Addressing those notes yielded the spoiler guide, moved the activity log into a more discoverable location, and even rewarded the sluice repair with silver pennies so that the action has immediate feedback. The feedback loop shows how a single iteration can transform usability while preserving the sweeping narrative.

Why Castle Ledger Works

A Myst-style layout thrives on text because prose can quickly render NPC motivations, weather patterns, and the sensation of creeping through a keep at dawn. Castle Ledger leans into that strength:

  • Persistent cookies capture inventory quantities and environmental shifts (the kennel mastiff roaming after being fed) so revisiting spaces feels alive.
  • Ring-road navigation keeps the exterior loop manageable while detours dive into shanty towns, chapels, and marsh paths for world-building.
  • Interior density introduces training grounds, the court’s rotating petitions, and urgent courier duties that reshape objectives mid-run.

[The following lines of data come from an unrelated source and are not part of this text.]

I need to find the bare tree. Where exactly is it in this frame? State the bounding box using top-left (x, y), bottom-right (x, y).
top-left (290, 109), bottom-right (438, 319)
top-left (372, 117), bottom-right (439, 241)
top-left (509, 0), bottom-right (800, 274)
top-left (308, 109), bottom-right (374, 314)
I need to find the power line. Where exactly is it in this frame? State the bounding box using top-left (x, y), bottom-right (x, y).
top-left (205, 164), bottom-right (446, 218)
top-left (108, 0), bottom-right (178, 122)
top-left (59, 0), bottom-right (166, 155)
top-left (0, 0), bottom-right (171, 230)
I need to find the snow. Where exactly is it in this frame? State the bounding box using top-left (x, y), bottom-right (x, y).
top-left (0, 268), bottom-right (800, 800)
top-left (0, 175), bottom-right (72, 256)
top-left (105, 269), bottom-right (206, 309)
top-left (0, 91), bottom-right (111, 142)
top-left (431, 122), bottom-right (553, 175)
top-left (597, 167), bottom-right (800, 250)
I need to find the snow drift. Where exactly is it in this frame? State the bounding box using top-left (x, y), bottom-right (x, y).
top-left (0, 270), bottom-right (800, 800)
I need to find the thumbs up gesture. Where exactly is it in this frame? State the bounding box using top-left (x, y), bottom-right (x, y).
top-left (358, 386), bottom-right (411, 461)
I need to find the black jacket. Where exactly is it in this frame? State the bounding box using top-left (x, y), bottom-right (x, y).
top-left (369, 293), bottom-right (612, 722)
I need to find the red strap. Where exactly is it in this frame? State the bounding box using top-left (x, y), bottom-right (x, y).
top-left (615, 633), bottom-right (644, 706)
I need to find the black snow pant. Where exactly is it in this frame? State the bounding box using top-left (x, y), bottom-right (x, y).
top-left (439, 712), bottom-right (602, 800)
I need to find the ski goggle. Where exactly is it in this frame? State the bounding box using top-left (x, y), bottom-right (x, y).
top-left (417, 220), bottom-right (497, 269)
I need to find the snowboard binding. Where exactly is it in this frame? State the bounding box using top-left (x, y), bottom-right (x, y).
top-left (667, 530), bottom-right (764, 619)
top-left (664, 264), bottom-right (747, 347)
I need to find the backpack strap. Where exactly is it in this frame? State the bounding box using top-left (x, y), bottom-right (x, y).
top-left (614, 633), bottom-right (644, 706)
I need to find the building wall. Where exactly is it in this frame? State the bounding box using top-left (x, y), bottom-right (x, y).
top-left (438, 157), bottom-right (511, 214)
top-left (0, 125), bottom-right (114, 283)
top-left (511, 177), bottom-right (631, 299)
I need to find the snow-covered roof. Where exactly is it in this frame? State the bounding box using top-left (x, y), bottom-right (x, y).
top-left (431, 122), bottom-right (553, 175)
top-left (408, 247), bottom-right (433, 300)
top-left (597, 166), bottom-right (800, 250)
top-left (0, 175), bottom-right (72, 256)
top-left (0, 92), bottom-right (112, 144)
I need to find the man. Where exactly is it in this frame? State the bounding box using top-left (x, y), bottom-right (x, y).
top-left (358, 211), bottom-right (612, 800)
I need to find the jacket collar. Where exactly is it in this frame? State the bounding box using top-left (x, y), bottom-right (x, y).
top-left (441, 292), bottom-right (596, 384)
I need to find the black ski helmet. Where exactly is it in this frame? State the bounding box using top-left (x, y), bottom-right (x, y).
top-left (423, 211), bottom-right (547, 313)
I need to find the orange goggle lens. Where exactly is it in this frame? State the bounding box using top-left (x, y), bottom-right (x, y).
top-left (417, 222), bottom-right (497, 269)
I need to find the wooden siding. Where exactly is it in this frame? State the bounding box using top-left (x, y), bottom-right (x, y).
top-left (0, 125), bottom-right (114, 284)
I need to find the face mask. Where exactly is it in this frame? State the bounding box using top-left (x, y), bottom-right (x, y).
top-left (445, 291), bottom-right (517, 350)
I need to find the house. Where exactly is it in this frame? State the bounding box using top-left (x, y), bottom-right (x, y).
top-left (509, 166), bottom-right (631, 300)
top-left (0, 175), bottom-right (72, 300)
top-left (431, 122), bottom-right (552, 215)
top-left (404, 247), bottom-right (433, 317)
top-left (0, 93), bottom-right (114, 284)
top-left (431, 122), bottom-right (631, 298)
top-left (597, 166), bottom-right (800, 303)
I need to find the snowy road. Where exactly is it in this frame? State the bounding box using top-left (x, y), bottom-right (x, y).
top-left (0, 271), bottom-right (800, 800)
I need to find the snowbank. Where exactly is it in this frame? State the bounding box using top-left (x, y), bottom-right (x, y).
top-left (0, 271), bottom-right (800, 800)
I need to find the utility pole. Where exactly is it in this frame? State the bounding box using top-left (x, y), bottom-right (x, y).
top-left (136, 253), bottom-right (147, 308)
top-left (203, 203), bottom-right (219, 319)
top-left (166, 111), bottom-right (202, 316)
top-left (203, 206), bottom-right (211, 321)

Combined, those traits make the game the densest experience on the site despite being entirely text-driven.

Ongoing Tweaks

The latest polish pass adds grouped achievement headers so players can clearly confirm when they’ve wrapped the Castle Ledger questline. It also inspired this write-up—a dedicated spot to celebrate how far a pair of prompts can go when the content leans into world-building instead of complex visuals.

Give Castle Ledger a spin, glance at the spoiler page if you need a nudge, and enjoy the most expansive experiment to emerge from the Game Zone so far.